While I filled it out were were chatting and she apologised for asking but she really didn't know who else to ask. She had had her first child at 16 and had left school under something of a cloud and therefore didn't feel she could ask any of her old teachers. She was a lone parent and had been housed in a council flat, so no landlord. All her neighbours and friends were other young women in similar situations. She then had another baby at about 19. She didn't work so didn't have a manager to ask. All her friends either didn't work or worked in retail, factories, call centres etc. Same with her neighbours. She was living on an estate and very rarely had the money, or time as a lone parent, to go to the hairdressers, pub etc.
Her DC had both left nursery a few years previously and were now in school so she couldn't ask nursery managers. The GP and dentist both charged for it.

WigglySquid · 04/11/2017 13:51

OP I’m sure you know lots of mums if you have a young child. Surely one of them can do it? Just in my antenatal group we had a lawyer, an accountant, a teacher, a civil servant etc.

daisypond · 04/11/2017 13:56

Lawyers, accountants, teachers, etc are not commonplace in some antenatal groups. Nor are antenatal groups themselves commonplace in some places either.

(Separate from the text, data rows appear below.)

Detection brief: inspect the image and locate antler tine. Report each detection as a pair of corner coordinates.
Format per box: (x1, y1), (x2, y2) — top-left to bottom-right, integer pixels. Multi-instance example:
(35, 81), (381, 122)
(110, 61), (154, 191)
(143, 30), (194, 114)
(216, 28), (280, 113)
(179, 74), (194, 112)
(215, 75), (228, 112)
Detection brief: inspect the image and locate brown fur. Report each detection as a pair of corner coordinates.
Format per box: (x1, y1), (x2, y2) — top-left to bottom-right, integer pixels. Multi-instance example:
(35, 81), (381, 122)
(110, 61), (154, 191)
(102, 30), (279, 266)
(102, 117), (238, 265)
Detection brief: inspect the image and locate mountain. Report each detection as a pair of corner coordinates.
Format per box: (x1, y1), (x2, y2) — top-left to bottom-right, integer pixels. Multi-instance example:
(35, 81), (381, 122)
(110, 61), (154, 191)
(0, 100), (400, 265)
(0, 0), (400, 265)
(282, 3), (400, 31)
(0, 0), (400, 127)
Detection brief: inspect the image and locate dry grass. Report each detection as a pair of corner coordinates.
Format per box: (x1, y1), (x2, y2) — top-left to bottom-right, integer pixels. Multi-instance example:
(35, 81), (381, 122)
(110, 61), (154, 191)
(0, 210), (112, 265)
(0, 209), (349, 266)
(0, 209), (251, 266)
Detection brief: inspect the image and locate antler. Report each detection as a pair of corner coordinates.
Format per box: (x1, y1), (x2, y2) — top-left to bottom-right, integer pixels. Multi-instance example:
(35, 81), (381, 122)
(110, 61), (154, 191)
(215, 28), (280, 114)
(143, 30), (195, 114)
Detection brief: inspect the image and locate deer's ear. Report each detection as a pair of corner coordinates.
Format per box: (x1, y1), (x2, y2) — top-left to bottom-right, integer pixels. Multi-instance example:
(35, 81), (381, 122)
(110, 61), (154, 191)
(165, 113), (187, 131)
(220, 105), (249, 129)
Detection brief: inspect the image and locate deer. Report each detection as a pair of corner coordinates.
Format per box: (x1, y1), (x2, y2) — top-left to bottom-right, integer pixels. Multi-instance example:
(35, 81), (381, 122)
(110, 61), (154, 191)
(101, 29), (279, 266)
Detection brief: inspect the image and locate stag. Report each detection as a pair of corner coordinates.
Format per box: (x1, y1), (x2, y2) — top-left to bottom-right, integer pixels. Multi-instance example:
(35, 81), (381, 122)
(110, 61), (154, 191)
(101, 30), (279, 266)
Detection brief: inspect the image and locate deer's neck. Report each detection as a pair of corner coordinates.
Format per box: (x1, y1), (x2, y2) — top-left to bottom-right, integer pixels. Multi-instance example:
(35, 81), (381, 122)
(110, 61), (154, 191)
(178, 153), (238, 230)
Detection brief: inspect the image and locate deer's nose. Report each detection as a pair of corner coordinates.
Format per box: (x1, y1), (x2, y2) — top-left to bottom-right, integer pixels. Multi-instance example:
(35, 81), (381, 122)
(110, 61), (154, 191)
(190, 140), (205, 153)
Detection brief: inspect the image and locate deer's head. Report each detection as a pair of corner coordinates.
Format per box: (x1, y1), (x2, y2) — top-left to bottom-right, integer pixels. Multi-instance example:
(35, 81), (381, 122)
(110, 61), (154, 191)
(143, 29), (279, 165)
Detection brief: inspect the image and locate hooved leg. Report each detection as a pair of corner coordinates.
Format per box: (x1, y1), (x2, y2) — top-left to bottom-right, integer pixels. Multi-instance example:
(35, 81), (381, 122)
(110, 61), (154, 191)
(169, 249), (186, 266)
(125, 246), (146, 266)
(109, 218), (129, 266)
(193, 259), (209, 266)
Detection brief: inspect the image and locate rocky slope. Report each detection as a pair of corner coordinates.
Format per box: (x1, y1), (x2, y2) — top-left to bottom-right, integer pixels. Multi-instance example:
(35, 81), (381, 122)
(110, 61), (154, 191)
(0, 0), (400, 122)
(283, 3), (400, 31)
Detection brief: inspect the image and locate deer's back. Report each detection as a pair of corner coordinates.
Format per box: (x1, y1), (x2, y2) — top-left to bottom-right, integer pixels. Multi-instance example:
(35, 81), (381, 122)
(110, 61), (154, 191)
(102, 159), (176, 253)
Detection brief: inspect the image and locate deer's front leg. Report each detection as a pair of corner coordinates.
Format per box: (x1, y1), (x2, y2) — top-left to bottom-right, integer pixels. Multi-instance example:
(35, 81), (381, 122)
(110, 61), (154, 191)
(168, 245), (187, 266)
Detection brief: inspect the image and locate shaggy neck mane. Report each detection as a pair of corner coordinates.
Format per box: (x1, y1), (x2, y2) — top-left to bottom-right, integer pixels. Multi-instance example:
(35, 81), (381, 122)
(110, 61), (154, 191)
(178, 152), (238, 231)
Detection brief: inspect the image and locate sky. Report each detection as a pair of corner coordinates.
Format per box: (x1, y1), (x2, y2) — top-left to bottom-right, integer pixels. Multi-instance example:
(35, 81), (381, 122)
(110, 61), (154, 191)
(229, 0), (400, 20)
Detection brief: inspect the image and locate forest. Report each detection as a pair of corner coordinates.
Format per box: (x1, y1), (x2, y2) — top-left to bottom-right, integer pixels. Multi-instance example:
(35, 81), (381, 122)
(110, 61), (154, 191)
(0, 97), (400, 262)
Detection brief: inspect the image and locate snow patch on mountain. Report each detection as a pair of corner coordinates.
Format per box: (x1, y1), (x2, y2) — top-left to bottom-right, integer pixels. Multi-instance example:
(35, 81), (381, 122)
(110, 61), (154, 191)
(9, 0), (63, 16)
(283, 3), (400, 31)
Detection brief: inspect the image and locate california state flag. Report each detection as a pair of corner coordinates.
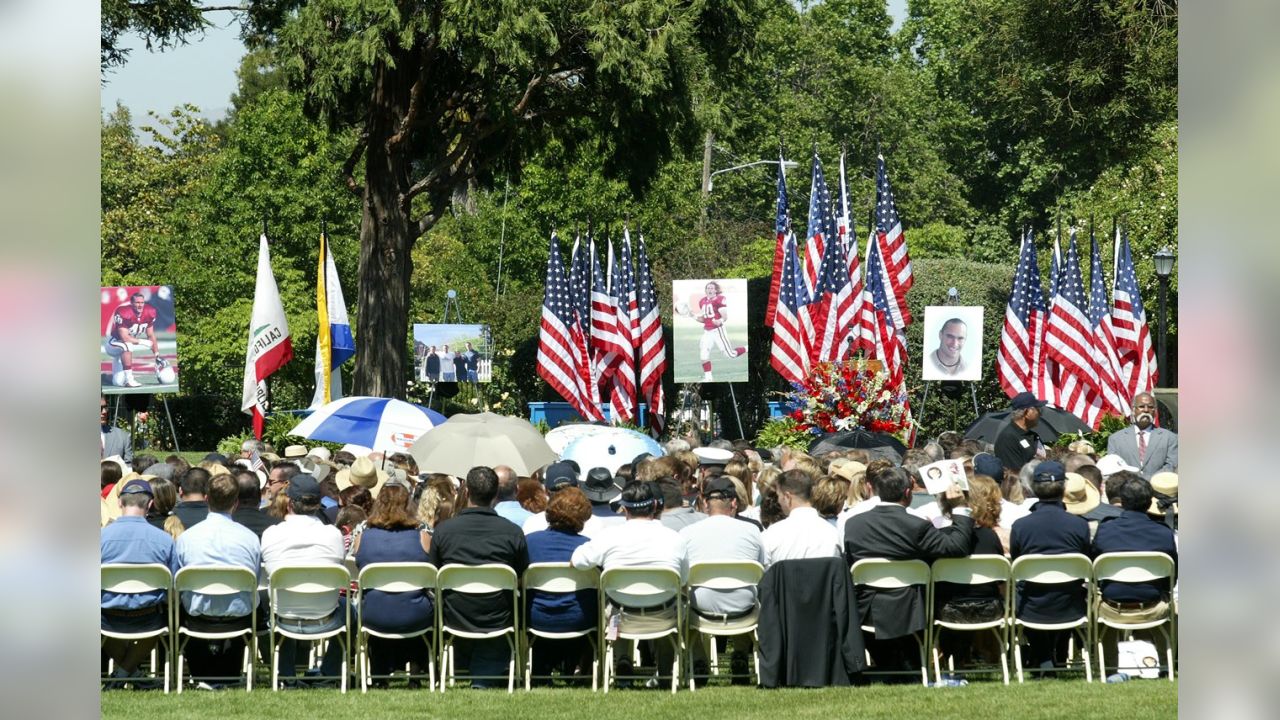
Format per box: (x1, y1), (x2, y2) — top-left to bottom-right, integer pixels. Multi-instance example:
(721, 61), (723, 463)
(241, 233), (293, 439)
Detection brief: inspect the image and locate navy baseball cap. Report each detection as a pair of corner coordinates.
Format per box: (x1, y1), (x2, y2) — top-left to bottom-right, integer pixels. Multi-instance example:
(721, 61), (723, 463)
(543, 461), (577, 492)
(1014, 392), (1044, 410)
(973, 452), (1005, 483)
(1032, 460), (1066, 483)
(289, 473), (321, 502)
(120, 478), (155, 497)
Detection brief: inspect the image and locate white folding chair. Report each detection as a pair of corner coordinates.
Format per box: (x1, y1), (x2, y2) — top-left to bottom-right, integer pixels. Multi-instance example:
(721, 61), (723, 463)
(99, 562), (177, 693)
(849, 557), (933, 687)
(929, 555), (1012, 685)
(270, 565), (351, 693)
(600, 566), (685, 693)
(685, 560), (764, 691)
(521, 562), (600, 692)
(1010, 552), (1093, 683)
(1089, 552), (1178, 682)
(352, 562), (436, 693)
(435, 564), (520, 693)
(173, 565), (257, 693)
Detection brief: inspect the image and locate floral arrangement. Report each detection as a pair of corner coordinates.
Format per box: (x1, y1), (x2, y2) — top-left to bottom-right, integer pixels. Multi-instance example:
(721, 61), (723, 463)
(786, 357), (915, 442)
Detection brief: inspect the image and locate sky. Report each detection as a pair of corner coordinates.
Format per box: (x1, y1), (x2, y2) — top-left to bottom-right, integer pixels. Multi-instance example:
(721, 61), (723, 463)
(101, 0), (906, 126)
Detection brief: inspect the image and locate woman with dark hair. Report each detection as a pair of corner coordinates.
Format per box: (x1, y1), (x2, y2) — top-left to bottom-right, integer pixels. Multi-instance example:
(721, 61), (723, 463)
(525, 487), (596, 675)
(516, 478), (548, 515)
(352, 483), (435, 687)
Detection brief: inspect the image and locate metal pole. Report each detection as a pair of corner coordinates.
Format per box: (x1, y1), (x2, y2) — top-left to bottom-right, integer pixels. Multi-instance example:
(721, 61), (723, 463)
(728, 383), (746, 439)
(160, 395), (182, 452)
(1156, 275), (1169, 387)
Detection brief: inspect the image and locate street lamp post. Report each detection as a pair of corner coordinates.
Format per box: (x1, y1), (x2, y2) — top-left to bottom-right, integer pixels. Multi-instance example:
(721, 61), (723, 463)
(1155, 247), (1174, 387)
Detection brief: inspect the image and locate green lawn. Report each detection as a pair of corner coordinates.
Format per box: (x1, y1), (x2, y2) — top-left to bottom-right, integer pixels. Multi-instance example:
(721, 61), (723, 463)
(102, 679), (1178, 720)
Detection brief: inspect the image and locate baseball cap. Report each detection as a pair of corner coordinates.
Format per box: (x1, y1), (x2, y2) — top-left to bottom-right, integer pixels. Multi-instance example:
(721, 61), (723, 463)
(694, 447), (733, 465)
(289, 473), (320, 502)
(973, 452), (1005, 483)
(543, 461), (577, 492)
(1032, 460), (1066, 483)
(703, 475), (737, 500)
(1014, 392), (1044, 410)
(120, 478), (154, 495)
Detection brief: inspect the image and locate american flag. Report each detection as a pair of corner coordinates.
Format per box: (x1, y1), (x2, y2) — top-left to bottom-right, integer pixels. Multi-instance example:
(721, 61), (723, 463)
(609, 227), (640, 423)
(1089, 227), (1129, 418)
(860, 238), (906, 386)
(996, 232), (1057, 404)
(769, 229), (809, 383)
(636, 234), (667, 433)
(804, 150), (836, 297)
(836, 152), (872, 357)
(764, 158), (795, 327)
(1044, 228), (1102, 428)
(1111, 224), (1160, 397)
(538, 232), (604, 420)
(867, 155), (915, 333)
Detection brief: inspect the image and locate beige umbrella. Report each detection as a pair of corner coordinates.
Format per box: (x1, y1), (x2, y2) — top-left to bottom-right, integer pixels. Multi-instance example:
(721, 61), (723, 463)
(410, 413), (558, 478)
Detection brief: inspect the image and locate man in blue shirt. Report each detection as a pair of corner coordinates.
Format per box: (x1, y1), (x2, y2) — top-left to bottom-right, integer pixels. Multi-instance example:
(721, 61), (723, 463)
(100, 478), (178, 678)
(177, 474), (262, 678)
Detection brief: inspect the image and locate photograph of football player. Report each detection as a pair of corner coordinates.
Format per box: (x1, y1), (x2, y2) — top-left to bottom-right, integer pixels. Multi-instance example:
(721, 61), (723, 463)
(922, 305), (983, 380)
(100, 286), (178, 393)
(672, 279), (748, 383)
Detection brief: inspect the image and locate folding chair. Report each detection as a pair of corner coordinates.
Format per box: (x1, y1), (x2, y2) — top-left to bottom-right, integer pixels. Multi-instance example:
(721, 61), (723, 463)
(270, 565), (351, 693)
(849, 557), (933, 687)
(929, 555), (1012, 685)
(99, 562), (172, 693)
(435, 564), (520, 693)
(1089, 552), (1178, 683)
(521, 562), (600, 692)
(600, 566), (685, 693)
(685, 560), (764, 691)
(173, 565), (257, 694)
(348, 562), (436, 693)
(1010, 552), (1093, 683)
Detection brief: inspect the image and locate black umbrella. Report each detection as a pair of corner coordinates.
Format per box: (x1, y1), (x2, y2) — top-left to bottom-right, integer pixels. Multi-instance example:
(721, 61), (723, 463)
(964, 405), (1093, 446)
(809, 429), (906, 462)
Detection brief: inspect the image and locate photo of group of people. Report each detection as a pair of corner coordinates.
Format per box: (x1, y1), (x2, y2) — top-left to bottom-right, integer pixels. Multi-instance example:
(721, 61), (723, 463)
(99, 286), (178, 395)
(413, 324), (493, 383)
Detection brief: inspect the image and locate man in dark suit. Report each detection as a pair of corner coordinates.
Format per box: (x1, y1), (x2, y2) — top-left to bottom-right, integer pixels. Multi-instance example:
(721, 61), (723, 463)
(1093, 470), (1178, 671)
(845, 468), (973, 670)
(97, 395), (133, 464)
(1107, 392), (1178, 480)
(1009, 460), (1089, 669)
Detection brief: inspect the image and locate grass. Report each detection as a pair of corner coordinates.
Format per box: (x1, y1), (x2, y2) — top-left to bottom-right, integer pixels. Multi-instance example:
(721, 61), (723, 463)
(102, 679), (1178, 720)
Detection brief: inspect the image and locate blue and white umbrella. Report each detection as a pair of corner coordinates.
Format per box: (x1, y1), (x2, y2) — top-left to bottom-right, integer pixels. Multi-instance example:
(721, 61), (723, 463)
(289, 396), (444, 452)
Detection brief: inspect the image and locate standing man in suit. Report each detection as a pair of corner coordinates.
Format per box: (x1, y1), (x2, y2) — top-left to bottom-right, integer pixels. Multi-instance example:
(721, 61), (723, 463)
(1107, 392), (1178, 480)
(97, 395), (133, 462)
(845, 468), (973, 670)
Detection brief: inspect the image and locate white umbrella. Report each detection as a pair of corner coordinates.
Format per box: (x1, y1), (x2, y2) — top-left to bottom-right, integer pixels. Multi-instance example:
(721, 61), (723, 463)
(561, 428), (666, 477)
(289, 396), (444, 452)
(411, 413), (557, 478)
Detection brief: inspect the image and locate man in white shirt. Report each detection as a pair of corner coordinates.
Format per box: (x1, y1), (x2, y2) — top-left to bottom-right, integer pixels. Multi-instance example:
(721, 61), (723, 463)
(262, 473), (347, 678)
(763, 470), (844, 564)
(570, 480), (691, 676)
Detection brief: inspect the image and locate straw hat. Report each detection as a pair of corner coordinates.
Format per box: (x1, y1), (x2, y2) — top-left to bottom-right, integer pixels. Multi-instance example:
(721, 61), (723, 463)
(337, 457), (387, 497)
(1062, 473), (1102, 515)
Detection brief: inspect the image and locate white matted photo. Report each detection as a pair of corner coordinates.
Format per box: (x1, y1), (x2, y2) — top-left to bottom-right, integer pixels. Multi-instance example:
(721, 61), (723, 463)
(671, 279), (748, 383)
(922, 305), (983, 380)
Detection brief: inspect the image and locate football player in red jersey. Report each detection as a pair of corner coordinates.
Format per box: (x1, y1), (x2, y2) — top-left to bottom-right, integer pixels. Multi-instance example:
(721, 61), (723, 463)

HidingBehindTheWallpaper · 04/11/2017 14:01

Exactly Daisy. I am as middle class as they come yet I don't know any lawyers, accountants or civil servants personally. I only know teacher as I am one.

Cheeseontoastie · 04/11/2017 14:03

I have 4 children and don't have any mum friends. Why assume she has loads? Especially if she didn't go school and child is not in nursery.

But I must say if you can afford a holiday surely you can afford to pay someone to sign a passport??